Earlier this month, finance ministers for 76 jurisdictions ratified and signed the OECD’s multilateral convention to curtail base erosion and profit shifting (BEPS).
All G20 countries with the exception of the United States, Brazil and Saudi Arabia signed this historic agreement, while Estonia, alongside the US, was the only OECD member who did not follow through with a signature.
As explained by Pat Sweet for CCH Daily, the multilateral instrument, also referred to as MLI, “is designed to offer ways for governments to close the gaps in existing international tax rules by transposing results from the OECD’s BEPS project into bilateral tax treaties worldwide.”
More specifically, Sweet writes, “the multilateral instrument modifies the application of thousands of bilateral tax treaties concluded to eliminate double taxation,” and “implements agreed minimum standards to counter treaty abuse and to improve dispute resolution mechanisms while providing flexibility to accommodate specific tax treaty policies.”

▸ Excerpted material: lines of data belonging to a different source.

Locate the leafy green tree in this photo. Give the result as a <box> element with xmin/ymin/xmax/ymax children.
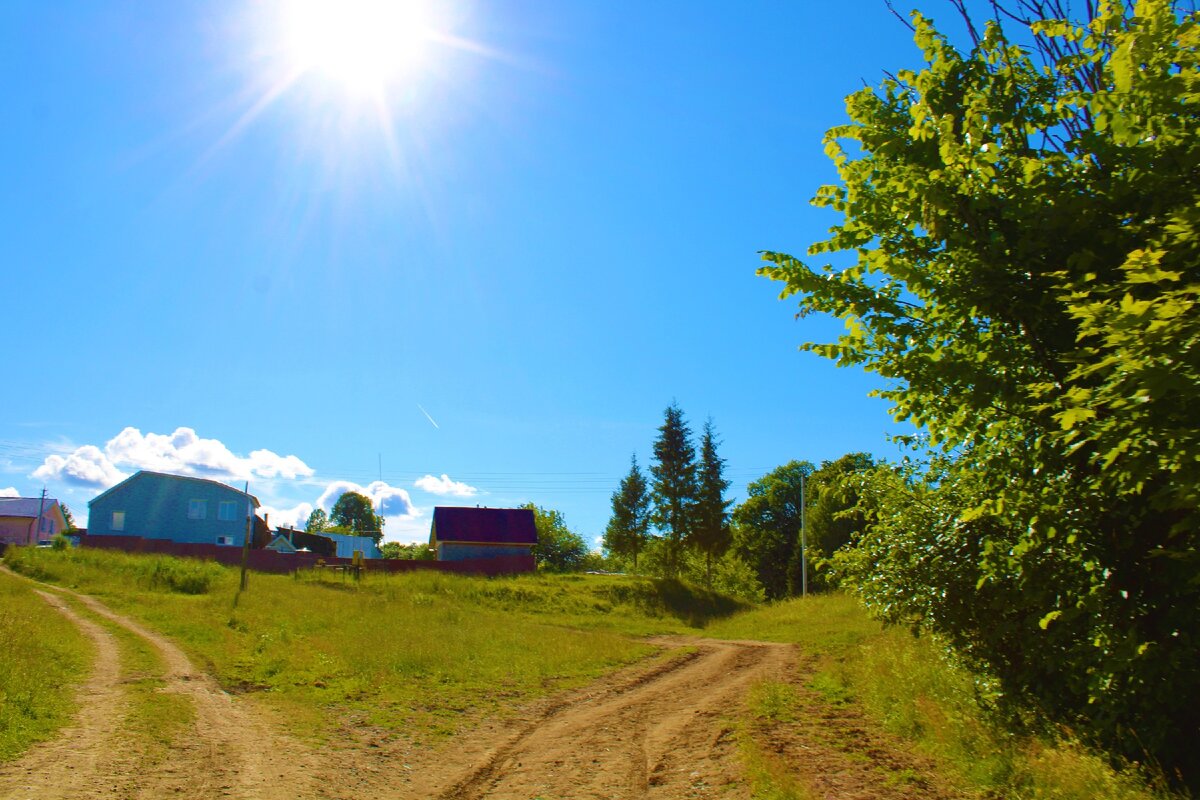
<box><xmin>650</xmin><ymin>403</ymin><xmax>697</xmax><ymax>577</ymax></box>
<box><xmin>304</xmin><ymin>509</ymin><xmax>329</xmax><ymax>534</ymax></box>
<box><xmin>326</xmin><ymin>492</ymin><xmax>383</xmax><ymax>542</ymax></box>
<box><xmin>733</xmin><ymin>461</ymin><xmax>812</xmax><ymax>600</ymax></box>
<box><xmin>521</xmin><ymin>503</ymin><xmax>588</xmax><ymax>572</ymax></box>
<box><xmin>762</xmin><ymin>0</ymin><xmax>1200</xmax><ymax>787</ymax></box>
<box><xmin>787</xmin><ymin>452</ymin><xmax>875</xmax><ymax>595</ymax></box>
<box><xmin>688</xmin><ymin>419</ymin><xmax>733</xmax><ymax>589</ymax></box>
<box><xmin>604</xmin><ymin>455</ymin><xmax>650</xmax><ymax>572</ymax></box>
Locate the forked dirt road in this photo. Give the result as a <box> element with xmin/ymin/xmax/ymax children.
<box><xmin>0</xmin><ymin>573</ymin><xmax>318</xmax><ymax>800</ymax></box>
<box><xmin>0</xmin><ymin>575</ymin><xmax>944</xmax><ymax>800</ymax></box>
<box><xmin>424</xmin><ymin>637</ymin><xmax>792</xmax><ymax>800</ymax></box>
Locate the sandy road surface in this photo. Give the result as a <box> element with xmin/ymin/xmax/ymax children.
<box><xmin>0</xmin><ymin>573</ymin><xmax>317</xmax><ymax>800</ymax></box>
<box><xmin>0</xmin><ymin>567</ymin><xmax>955</xmax><ymax>800</ymax></box>
<box><xmin>408</xmin><ymin>637</ymin><xmax>792</xmax><ymax>800</ymax></box>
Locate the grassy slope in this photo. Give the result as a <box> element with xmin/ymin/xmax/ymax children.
<box><xmin>8</xmin><ymin>549</ymin><xmax>742</xmax><ymax>740</ymax></box>
<box><xmin>10</xmin><ymin>551</ymin><xmax>1176</xmax><ymax>800</ymax></box>
<box><xmin>707</xmin><ymin>595</ymin><xmax>1166</xmax><ymax>800</ymax></box>
<box><xmin>0</xmin><ymin>573</ymin><xmax>91</xmax><ymax>762</ymax></box>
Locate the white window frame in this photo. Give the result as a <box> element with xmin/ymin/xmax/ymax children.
<box><xmin>187</xmin><ymin>499</ymin><xmax>209</xmax><ymax>519</ymax></box>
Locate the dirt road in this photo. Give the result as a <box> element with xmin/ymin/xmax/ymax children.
<box><xmin>0</xmin><ymin>575</ymin><xmax>950</xmax><ymax>800</ymax></box>
<box><xmin>424</xmin><ymin>638</ymin><xmax>792</xmax><ymax>800</ymax></box>
<box><xmin>0</xmin><ymin>578</ymin><xmax>317</xmax><ymax>800</ymax></box>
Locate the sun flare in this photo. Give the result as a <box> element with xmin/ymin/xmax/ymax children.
<box><xmin>280</xmin><ymin>0</ymin><xmax>434</xmax><ymax>94</ymax></box>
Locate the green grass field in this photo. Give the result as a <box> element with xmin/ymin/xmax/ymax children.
<box><xmin>0</xmin><ymin>548</ymin><xmax>1165</xmax><ymax>800</ymax></box>
<box><xmin>0</xmin><ymin>573</ymin><xmax>91</xmax><ymax>762</ymax></box>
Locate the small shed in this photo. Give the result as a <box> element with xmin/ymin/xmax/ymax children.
<box><xmin>430</xmin><ymin>506</ymin><xmax>538</xmax><ymax>561</ymax></box>
<box><xmin>266</xmin><ymin>528</ymin><xmax>337</xmax><ymax>558</ymax></box>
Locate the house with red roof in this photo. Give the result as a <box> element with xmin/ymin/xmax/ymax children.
<box><xmin>0</xmin><ymin>498</ymin><xmax>67</xmax><ymax>545</ymax></box>
<box><xmin>430</xmin><ymin>506</ymin><xmax>538</xmax><ymax>561</ymax></box>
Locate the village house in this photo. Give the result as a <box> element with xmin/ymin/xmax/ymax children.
<box><xmin>88</xmin><ymin>470</ymin><xmax>265</xmax><ymax>547</ymax></box>
<box><xmin>0</xmin><ymin>498</ymin><xmax>67</xmax><ymax>545</ymax></box>
<box><xmin>430</xmin><ymin>506</ymin><xmax>538</xmax><ymax>561</ymax></box>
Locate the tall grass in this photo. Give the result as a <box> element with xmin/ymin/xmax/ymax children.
<box><xmin>0</xmin><ymin>568</ymin><xmax>91</xmax><ymax>762</ymax></box>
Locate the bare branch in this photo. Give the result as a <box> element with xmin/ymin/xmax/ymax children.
<box><xmin>883</xmin><ymin>0</ymin><xmax>917</xmax><ymax>34</ymax></box>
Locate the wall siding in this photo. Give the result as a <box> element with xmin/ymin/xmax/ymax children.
<box><xmin>88</xmin><ymin>474</ymin><xmax>247</xmax><ymax>547</ymax></box>
<box><xmin>79</xmin><ymin>534</ymin><xmax>535</xmax><ymax>576</ymax></box>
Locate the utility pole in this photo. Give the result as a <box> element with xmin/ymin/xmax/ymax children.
<box><xmin>29</xmin><ymin>486</ymin><xmax>46</xmax><ymax>545</ymax></box>
<box><xmin>240</xmin><ymin>481</ymin><xmax>254</xmax><ymax>591</ymax></box>
<box><xmin>800</xmin><ymin>473</ymin><xmax>809</xmax><ymax>597</ymax></box>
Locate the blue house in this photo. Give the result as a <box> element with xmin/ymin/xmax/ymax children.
<box><xmin>88</xmin><ymin>470</ymin><xmax>259</xmax><ymax>547</ymax></box>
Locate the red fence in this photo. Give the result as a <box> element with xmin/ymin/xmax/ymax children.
<box><xmin>79</xmin><ymin>536</ymin><xmax>534</xmax><ymax>576</ymax></box>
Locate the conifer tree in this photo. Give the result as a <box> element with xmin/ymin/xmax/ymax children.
<box><xmin>650</xmin><ymin>403</ymin><xmax>696</xmax><ymax>577</ymax></box>
<box><xmin>604</xmin><ymin>453</ymin><xmax>650</xmax><ymax>572</ymax></box>
<box><xmin>689</xmin><ymin>417</ymin><xmax>733</xmax><ymax>588</ymax></box>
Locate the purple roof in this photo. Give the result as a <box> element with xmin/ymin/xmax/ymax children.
<box><xmin>0</xmin><ymin>498</ymin><xmax>58</xmax><ymax>517</ymax></box>
<box><xmin>430</xmin><ymin>506</ymin><xmax>538</xmax><ymax>545</ymax></box>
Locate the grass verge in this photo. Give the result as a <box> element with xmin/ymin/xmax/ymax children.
<box><xmin>0</xmin><ymin>572</ymin><xmax>92</xmax><ymax>762</ymax></box>
<box><xmin>707</xmin><ymin>595</ymin><xmax>1172</xmax><ymax>800</ymax></box>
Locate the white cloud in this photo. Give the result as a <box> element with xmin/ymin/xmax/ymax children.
<box><xmin>31</xmin><ymin>443</ymin><xmax>128</xmax><ymax>489</ymax></box>
<box><xmin>31</xmin><ymin>427</ymin><xmax>313</xmax><ymax>489</ymax></box>
<box><xmin>413</xmin><ymin>473</ymin><xmax>479</xmax><ymax>498</ymax></box>
<box><xmin>258</xmin><ymin>503</ymin><xmax>312</xmax><ymax>530</ymax></box>
<box><xmin>317</xmin><ymin>481</ymin><xmax>421</xmax><ymax>519</ymax></box>
<box><xmin>104</xmin><ymin>427</ymin><xmax>313</xmax><ymax>480</ymax></box>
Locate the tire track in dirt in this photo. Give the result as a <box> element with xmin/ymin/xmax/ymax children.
<box><xmin>0</xmin><ymin>589</ymin><xmax>126</xmax><ymax>800</ymax></box>
<box><xmin>0</xmin><ymin>568</ymin><xmax>323</xmax><ymax>800</ymax></box>
<box><xmin>422</xmin><ymin>637</ymin><xmax>794</xmax><ymax>800</ymax></box>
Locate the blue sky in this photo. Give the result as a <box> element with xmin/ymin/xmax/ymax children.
<box><xmin>0</xmin><ymin>0</ymin><xmax>950</xmax><ymax>541</ymax></box>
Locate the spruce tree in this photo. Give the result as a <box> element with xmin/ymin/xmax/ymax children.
<box><xmin>689</xmin><ymin>417</ymin><xmax>733</xmax><ymax>588</ymax></box>
<box><xmin>604</xmin><ymin>453</ymin><xmax>650</xmax><ymax>572</ymax></box>
<box><xmin>650</xmin><ymin>403</ymin><xmax>696</xmax><ymax>577</ymax></box>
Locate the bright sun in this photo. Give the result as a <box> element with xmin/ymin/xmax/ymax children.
<box><xmin>280</xmin><ymin>0</ymin><xmax>434</xmax><ymax>95</ymax></box>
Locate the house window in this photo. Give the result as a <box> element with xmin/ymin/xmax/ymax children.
<box><xmin>187</xmin><ymin>500</ymin><xmax>209</xmax><ymax>519</ymax></box>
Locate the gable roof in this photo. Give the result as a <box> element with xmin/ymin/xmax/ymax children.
<box><xmin>88</xmin><ymin>469</ymin><xmax>263</xmax><ymax>509</ymax></box>
<box><xmin>430</xmin><ymin>506</ymin><xmax>538</xmax><ymax>545</ymax></box>
<box><xmin>0</xmin><ymin>498</ymin><xmax>58</xmax><ymax>518</ymax></box>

Technically speaking, as presented by Martin T Hamilton, Stephen Pevsner and Kathleen R Semanski in the National Law Review, “the OECD has published, for each signatory, a provisional list of the bilateral tax treaties such signatory intends to modify using the Multilateral Instrument, along with the specific MLI provisions to be either adopted or reserved on (including, where applicable, its elections under such provisions), and its notifications with respect to such selections (together, such signatory’s “MLI position”).”

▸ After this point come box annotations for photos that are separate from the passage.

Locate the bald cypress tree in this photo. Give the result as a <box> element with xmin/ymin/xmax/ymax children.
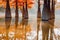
<box><xmin>15</xmin><ymin>0</ymin><xmax>18</xmax><ymax>17</ymax></box>
<box><xmin>5</xmin><ymin>0</ymin><xmax>11</xmax><ymax>18</ymax></box>
<box><xmin>37</xmin><ymin>0</ymin><xmax>41</xmax><ymax>18</ymax></box>
<box><xmin>24</xmin><ymin>0</ymin><xmax>28</xmax><ymax>19</ymax></box>
<box><xmin>51</xmin><ymin>0</ymin><xmax>55</xmax><ymax>19</ymax></box>
<box><xmin>5</xmin><ymin>18</ymin><xmax>11</xmax><ymax>40</ymax></box>
<box><xmin>42</xmin><ymin>0</ymin><xmax>50</xmax><ymax>21</ymax></box>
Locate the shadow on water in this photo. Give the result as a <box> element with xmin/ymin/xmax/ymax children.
<box><xmin>5</xmin><ymin>18</ymin><xmax>11</xmax><ymax>40</ymax></box>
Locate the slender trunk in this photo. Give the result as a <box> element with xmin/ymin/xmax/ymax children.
<box><xmin>47</xmin><ymin>0</ymin><xmax>51</xmax><ymax>19</ymax></box>
<box><xmin>51</xmin><ymin>0</ymin><xmax>55</xmax><ymax>19</ymax></box>
<box><xmin>37</xmin><ymin>0</ymin><xmax>41</xmax><ymax>18</ymax></box>
<box><xmin>14</xmin><ymin>17</ymin><xmax>18</xmax><ymax>40</ymax></box>
<box><xmin>5</xmin><ymin>0</ymin><xmax>11</xmax><ymax>18</ymax></box>
<box><xmin>15</xmin><ymin>0</ymin><xmax>18</xmax><ymax>17</ymax></box>
<box><xmin>25</xmin><ymin>0</ymin><xmax>28</xmax><ymax>19</ymax></box>
<box><xmin>42</xmin><ymin>0</ymin><xmax>49</xmax><ymax>21</ymax></box>
<box><xmin>5</xmin><ymin>18</ymin><xmax>11</xmax><ymax>40</ymax></box>
<box><xmin>22</xmin><ymin>3</ymin><xmax>25</xmax><ymax>19</ymax></box>
<box><xmin>42</xmin><ymin>0</ymin><xmax>50</xmax><ymax>21</ymax></box>
<box><xmin>37</xmin><ymin>19</ymin><xmax>41</xmax><ymax>40</ymax></box>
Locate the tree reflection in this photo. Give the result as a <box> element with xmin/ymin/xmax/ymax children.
<box><xmin>5</xmin><ymin>18</ymin><xmax>11</xmax><ymax>40</ymax></box>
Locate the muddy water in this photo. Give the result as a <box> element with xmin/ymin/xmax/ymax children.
<box><xmin>0</xmin><ymin>15</ymin><xmax>60</xmax><ymax>40</ymax></box>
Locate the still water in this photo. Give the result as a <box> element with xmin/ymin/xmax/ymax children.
<box><xmin>0</xmin><ymin>15</ymin><xmax>60</xmax><ymax>40</ymax></box>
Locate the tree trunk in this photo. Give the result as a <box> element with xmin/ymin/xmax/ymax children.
<box><xmin>37</xmin><ymin>0</ymin><xmax>41</xmax><ymax>18</ymax></box>
<box><xmin>15</xmin><ymin>0</ymin><xmax>18</xmax><ymax>18</ymax></box>
<box><xmin>5</xmin><ymin>18</ymin><xmax>11</xmax><ymax>40</ymax></box>
<box><xmin>5</xmin><ymin>0</ymin><xmax>11</xmax><ymax>18</ymax></box>
<box><xmin>42</xmin><ymin>0</ymin><xmax>50</xmax><ymax>21</ymax></box>
<box><xmin>24</xmin><ymin>0</ymin><xmax>28</xmax><ymax>19</ymax></box>
<box><xmin>51</xmin><ymin>0</ymin><xmax>55</xmax><ymax>19</ymax></box>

During the signing ceremony, OECD’s Secretary General Angel Gurria addressed the crowd and said, “The BEPS Package catalysed the largest, and fastest, rewriting of the international tax rules in a century.”
Furthermore, Gurria said, the treaty will provide countries with “the tools needed to implement mandatory binding arbitration, tackle hybrid mismatches, and stop artificial avoidance of “permanent establishment” status in your countries,” while at the same time helping “restore citizens’ trust in the fairness and transparency of global governance systems and the legitimacy of the processes underpinning global integration.”

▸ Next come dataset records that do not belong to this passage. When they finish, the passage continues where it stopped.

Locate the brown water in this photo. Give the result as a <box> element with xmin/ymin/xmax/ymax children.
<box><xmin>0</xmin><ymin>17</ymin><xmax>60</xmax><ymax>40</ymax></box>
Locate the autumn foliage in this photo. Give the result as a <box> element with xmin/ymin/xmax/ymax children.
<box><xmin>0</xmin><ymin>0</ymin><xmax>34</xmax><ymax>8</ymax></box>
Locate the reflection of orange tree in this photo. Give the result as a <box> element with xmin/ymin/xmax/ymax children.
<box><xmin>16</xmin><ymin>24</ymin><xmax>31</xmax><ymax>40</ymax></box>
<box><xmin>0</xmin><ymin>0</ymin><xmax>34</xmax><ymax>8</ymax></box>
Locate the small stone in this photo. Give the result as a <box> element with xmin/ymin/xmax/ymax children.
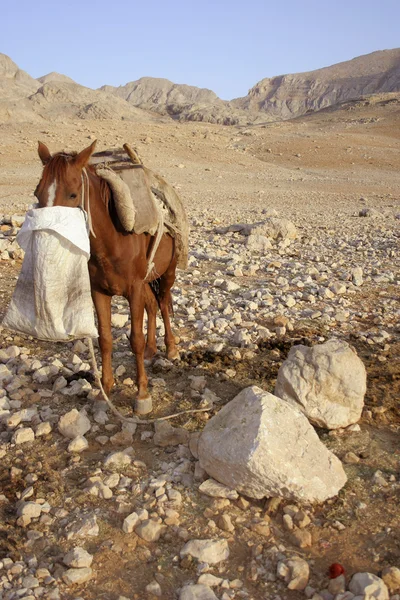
<box><xmin>180</xmin><ymin>540</ymin><xmax>229</xmax><ymax>565</ymax></box>
<box><xmin>135</xmin><ymin>519</ymin><xmax>166</xmax><ymax>542</ymax></box>
<box><xmin>58</xmin><ymin>408</ymin><xmax>90</xmax><ymax>440</ymax></box>
<box><xmin>179</xmin><ymin>584</ymin><xmax>218</xmax><ymax>600</ymax></box>
<box><xmin>62</xmin><ymin>567</ymin><xmax>93</xmax><ymax>585</ymax></box>
<box><xmin>382</xmin><ymin>567</ymin><xmax>400</xmax><ymax>592</ymax></box>
<box><xmin>122</xmin><ymin>511</ymin><xmax>140</xmax><ymax>533</ymax></box>
<box><xmin>328</xmin><ymin>575</ymin><xmax>346</xmax><ymax>596</ymax></box>
<box><xmin>343</xmin><ymin>452</ymin><xmax>360</xmax><ymax>465</ymax></box>
<box><xmin>199</xmin><ymin>479</ymin><xmax>239</xmax><ymax>500</ymax></box>
<box><xmin>349</xmin><ymin>573</ymin><xmax>389</xmax><ymax>600</ymax></box>
<box><xmin>197</xmin><ymin>573</ymin><xmax>222</xmax><ymax>587</ymax></box>
<box><xmin>63</xmin><ymin>547</ymin><xmax>93</xmax><ymax>569</ymax></box>
<box><xmin>292</xmin><ymin>529</ymin><xmax>312</xmax><ymax>548</ymax></box>
<box><xmin>35</xmin><ymin>421</ymin><xmax>52</xmax><ymax>437</ymax></box>
<box><xmin>68</xmin><ymin>435</ymin><xmax>89</xmax><ymax>453</ymax></box>
<box><xmin>104</xmin><ymin>448</ymin><xmax>133</xmax><ymax>469</ymax></box>
<box><xmin>11</xmin><ymin>427</ymin><xmax>35</xmax><ymax>445</ymax></box>
<box><xmin>146</xmin><ymin>580</ymin><xmax>162</xmax><ymax>598</ymax></box>
<box><xmin>217</xmin><ymin>513</ymin><xmax>235</xmax><ymax>532</ymax></box>
<box><xmin>153</xmin><ymin>421</ymin><xmax>190</xmax><ymax>448</ymax></box>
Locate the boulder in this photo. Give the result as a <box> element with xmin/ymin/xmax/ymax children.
<box><xmin>180</xmin><ymin>540</ymin><xmax>229</xmax><ymax>565</ymax></box>
<box><xmin>349</xmin><ymin>573</ymin><xmax>389</xmax><ymax>600</ymax></box>
<box><xmin>58</xmin><ymin>408</ymin><xmax>90</xmax><ymax>440</ymax></box>
<box><xmin>199</xmin><ymin>386</ymin><xmax>346</xmax><ymax>502</ymax></box>
<box><xmin>275</xmin><ymin>339</ymin><xmax>367</xmax><ymax>429</ymax></box>
<box><xmin>179</xmin><ymin>583</ymin><xmax>218</xmax><ymax>600</ymax></box>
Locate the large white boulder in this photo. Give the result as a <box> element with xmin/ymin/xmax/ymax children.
<box><xmin>198</xmin><ymin>386</ymin><xmax>346</xmax><ymax>502</ymax></box>
<box><xmin>274</xmin><ymin>339</ymin><xmax>367</xmax><ymax>429</ymax></box>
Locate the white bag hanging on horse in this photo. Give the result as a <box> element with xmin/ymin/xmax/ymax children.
<box><xmin>3</xmin><ymin>206</ymin><xmax>98</xmax><ymax>341</ymax></box>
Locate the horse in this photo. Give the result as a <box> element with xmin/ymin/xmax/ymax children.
<box><xmin>35</xmin><ymin>141</ymin><xmax>179</xmax><ymax>414</ymax></box>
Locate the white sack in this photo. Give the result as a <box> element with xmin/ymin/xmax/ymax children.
<box><xmin>3</xmin><ymin>206</ymin><xmax>98</xmax><ymax>341</ymax></box>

OECD’s MLI to Combat BEPS Welcomed
Practitioners throughout the globe have welcomed the MLI with open arms and remarked on its importance to preventing BEPS.
For instance, Ernst & Young’s global ITS tax policy leader in the UK, Marlies de Ruiter, said, “The multilateral instrument is an important part of BEPS implementation through changes to the around 3000 existing bilateral tax treaties. Traditionally, such bilateral renegotiations of tax treaties would take much more time and be less efficient. This is an innovative mechanism through which countries can change all, or at least a big part, of their existing tax treaties by just signing and ratifying one multilateral instrument.”
The International Chamber of Commerce (ICC) also lauded this OECD effort.
Christian Kaeser, Global Head of Tax at Siemens and Chairman of the ICC Commission on Taxation, said, “The signing of the Multilateral Convention represents an important step towards harmonizing the international tax landscape…Increasing legal certainty is of paramount importance to the business community and we trust that the deal will provide greater certainty for business over the application of international tax rules by standardising compliance requirements and avoiding double taxation.”
Furthermore, ICC Secretary General John Danilovich expressed his satisfaction with the MLI, stating that his organization “applauds the work of the OECD and looks forward to engaging further with policy makers to ensure a robust global tax environment that supports inclusive trade-led growth.”
Concerns Over MLI's Implementation
Gavin Ekins writing for Tax Foundation’s blog, expressed some concerns with regards to the MLI’s implementation, particularly in reference to the agreement’s mandatory binding arbitrations and the fact that countries could opt out from some of its articles.
Ekins writes, “The mandatory binding arbitration is one of the most controversial articles. Of the 68 countries that signed the MLI treaty, only 26 countries opted for the binding arbitration. As such, one of the key provisions of the MLI may not have the critical mass needed to ensure arbitration decisions will be enforced.”
“With so many countries deciding to opt out over many of the MLI’s articles, it is uncertain whether the MLI can deliver the promised benefits of a streamlined tax-treaties process,” he added.